"Don't ask questions if you don't want to hear the answers," is Eric Greenberg's explanation of why employer drug-testing of applicants and current employees is on the decline. A tight job market and an upsurge of job-seekers who refuse to submit to pre-employment testing are making big companies less likely to do drug testing, he told the Dallas Morning News.
Greenberg, director of management studies for the American Management Association presided over that group's latest annual survey of corporate testing practices, conducted last summer (http://www.amanet.org/research/pdfs/medicl2.0.pdf). According to that survey, drug testing among "major US corporations" has declined steadily over the past four years, from 81% in 1997 to 66% last year.
"There has been a statistically significant decline in testing," Greenberg told the Morning News. "It seems logical to assume that it comes, in part, because of concerns over recruitment and retention."
In a press release announcing its research results, the association's global human resources practice leader, Ellen Bayer, confirmed the decline in testing, but noted that more companies are monitoring employees for productivity and compliance issues.
"The data suggests that in today's tight labor market, employers may be more concerned with bottom line, on-the-job productivity and compliance matters than with actuarial issues, off-the-job habits or potential medical problems."
"AMA encourages companies to create testing programs that zero in on specific competencies and behaviors that are really important for day-to-day job performance," said Bayer.
Vail Resorts in Colorado is one example of the trend.

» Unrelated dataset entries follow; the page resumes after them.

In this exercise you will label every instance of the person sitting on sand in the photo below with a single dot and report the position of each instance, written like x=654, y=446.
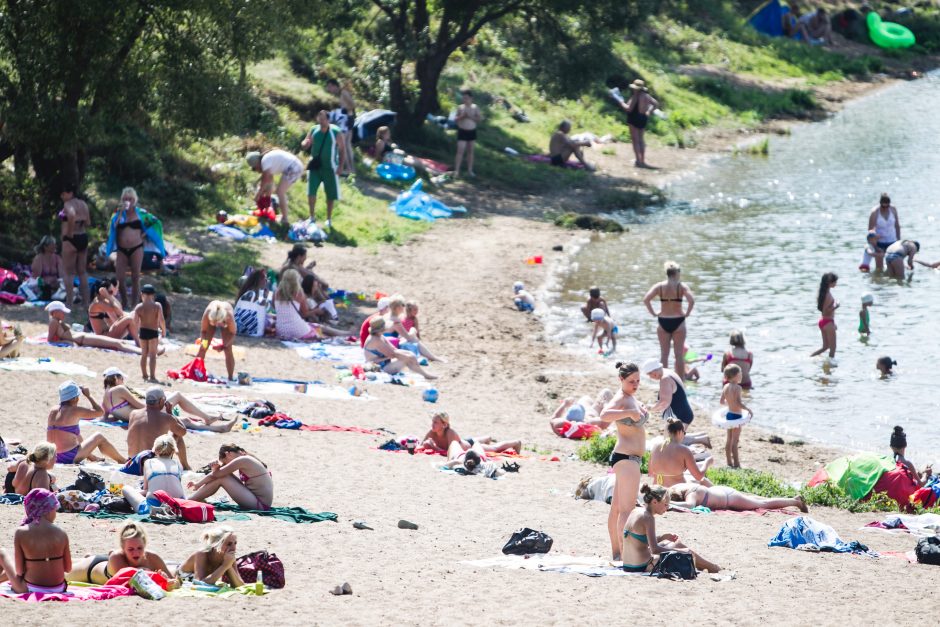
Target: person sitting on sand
x=594, y=301
x=106, y=316
x=245, y=477
x=689, y=495
x=585, y=409
x=214, y=562
x=640, y=542
x=407, y=340
x=672, y=459
x=442, y=435
x=41, y=554
x=160, y=472
x=379, y=351
x=60, y=333
x=291, y=307
x=561, y=147
x=33, y=472
x=898, y=447
x=64, y=432
x=220, y=316
x=131, y=553
x=119, y=401
x=144, y=426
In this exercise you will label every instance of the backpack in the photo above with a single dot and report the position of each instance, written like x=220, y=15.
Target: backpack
x=526, y=541
x=674, y=565
x=190, y=511
x=928, y=550
x=271, y=567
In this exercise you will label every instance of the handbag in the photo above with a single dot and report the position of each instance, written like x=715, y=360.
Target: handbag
x=315, y=162
x=526, y=541
x=674, y=565
x=270, y=566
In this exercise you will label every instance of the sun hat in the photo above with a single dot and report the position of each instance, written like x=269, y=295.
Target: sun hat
x=68, y=391
x=57, y=305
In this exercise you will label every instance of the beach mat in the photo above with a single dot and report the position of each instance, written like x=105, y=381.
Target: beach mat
x=66, y=368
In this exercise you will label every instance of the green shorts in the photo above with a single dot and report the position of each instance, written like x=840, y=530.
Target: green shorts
x=330, y=181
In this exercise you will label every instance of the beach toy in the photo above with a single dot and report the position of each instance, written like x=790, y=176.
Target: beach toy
x=888, y=34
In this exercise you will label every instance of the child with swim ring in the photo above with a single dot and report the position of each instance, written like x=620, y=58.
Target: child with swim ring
x=734, y=418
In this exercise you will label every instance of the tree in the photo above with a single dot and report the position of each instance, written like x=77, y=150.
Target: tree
x=417, y=38
x=70, y=70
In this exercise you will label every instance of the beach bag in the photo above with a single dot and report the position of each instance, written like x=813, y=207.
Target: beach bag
x=250, y=315
x=270, y=566
x=190, y=511
x=674, y=565
x=928, y=550
x=526, y=541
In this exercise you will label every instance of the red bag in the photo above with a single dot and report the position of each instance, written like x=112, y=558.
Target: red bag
x=194, y=370
x=190, y=511
x=271, y=567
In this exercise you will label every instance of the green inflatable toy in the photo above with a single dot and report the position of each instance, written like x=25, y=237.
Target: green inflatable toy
x=888, y=34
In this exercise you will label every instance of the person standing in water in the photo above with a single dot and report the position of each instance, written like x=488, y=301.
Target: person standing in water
x=671, y=318
x=827, y=306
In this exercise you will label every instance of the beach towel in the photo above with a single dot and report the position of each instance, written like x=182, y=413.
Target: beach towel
x=75, y=592
x=45, y=364
x=805, y=533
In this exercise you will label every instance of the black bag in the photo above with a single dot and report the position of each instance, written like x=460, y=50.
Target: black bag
x=928, y=550
x=526, y=541
x=88, y=482
x=674, y=565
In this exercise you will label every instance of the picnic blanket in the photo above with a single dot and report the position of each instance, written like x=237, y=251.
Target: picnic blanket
x=75, y=592
x=66, y=368
x=554, y=563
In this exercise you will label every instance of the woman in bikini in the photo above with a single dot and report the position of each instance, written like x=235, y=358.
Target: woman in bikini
x=630, y=416
x=41, y=555
x=106, y=316
x=671, y=318
x=670, y=461
x=33, y=472
x=127, y=238
x=47, y=265
x=60, y=333
x=216, y=560
x=379, y=351
x=827, y=306
x=245, y=477
x=119, y=401
x=64, y=432
x=689, y=495
x=131, y=553
x=739, y=356
x=640, y=542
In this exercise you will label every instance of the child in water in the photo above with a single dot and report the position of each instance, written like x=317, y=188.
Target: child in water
x=148, y=316
x=522, y=299
x=872, y=252
x=734, y=419
x=863, y=315
x=604, y=331
x=595, y=301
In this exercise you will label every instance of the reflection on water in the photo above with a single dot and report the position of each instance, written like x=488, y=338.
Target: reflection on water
x=753, y=237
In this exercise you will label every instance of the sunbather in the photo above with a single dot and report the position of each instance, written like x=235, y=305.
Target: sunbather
x=131, y=553
x=41, y=555
x=216, y=560
x=245, y=477
x=641, y=544
x=689, y=495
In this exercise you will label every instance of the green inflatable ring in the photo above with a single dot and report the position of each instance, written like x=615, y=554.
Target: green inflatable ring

Last summer, it announced it was ending pre-employment drug testing at its Breckenridge and Keystone ski areas. Rick Smith, vice president of human resources at Breckenridge, told the Summit Free Press (Breckinridge) the company spent about $150,000 annually, but did not find significant drug use in the six years it used the pre-employment tests.
"We thought that money could be better spent on guest services training, more recruiting, advertising and job fairs," Smith said.
That's anathema to the Drug and Alcohol Testing Industry Association (DATIA), the leading lobbying organizing for the drug testing industry. For the last five years, it has lobbied Congress to broaden and deepen drug testing, barely bothering to hide its members' financial self-interest beneath the cloak of a "drug free workplace" campaign.
It helped persuade Congress last session to create the Drug Free Workplace Grants Program, administered by the Department of Labor, in 1998, and last year convinced Congress to increase its funding to $5 million annually through 2003. Aimed at increasing the use of employment drug testing among small businesses by providing tax incentives, the program stands to bring large benefits to drug testing corporations.
But the industry group isn't resting on its laurels. A round-up of the group's legislative agenda on its web site promises that "DATIA will continue to actively work with Congress to create and endorse new drug and alcohol testing legislation that could open new markets and change the way in which the drug and alcohol testing industry conducts business."
To that end, DATIA vows not only to pursue more widespread workplace drug testing, but also to work for expanded testing elsewhere and to criminalize efforts to defeat drug tests. It will lobby the new Congress to expand drug testing in schools, says the web site, and it will move against "adulterants," substances that are used to mask evidence of drug use.
Complaining that "under federal law, no such prohibitions exist," DATIA lauded laws in four states (Texas, Pennsylvania, Nebraska, and South Carolina) making it a crime to use adulterants to beat a drug test, and said it would work for such legislation at the federal level.
It also anounced a two-pronged strategy to combat the use of adulterants. First, DATIA recommended, its members should contact their state Attorneys General to complain about the ease with which adulterants have been purchased. They should also, said DATIA, contact Internet search engines, "informing them of the potential illegality of listing such sites."
Second, the trade organization will lobby Capitol Hill to ban the sale and use of adulterants. It said it will do so through "cooperative efforts" with the Office of National Drug Control Policy and various executive branch departments.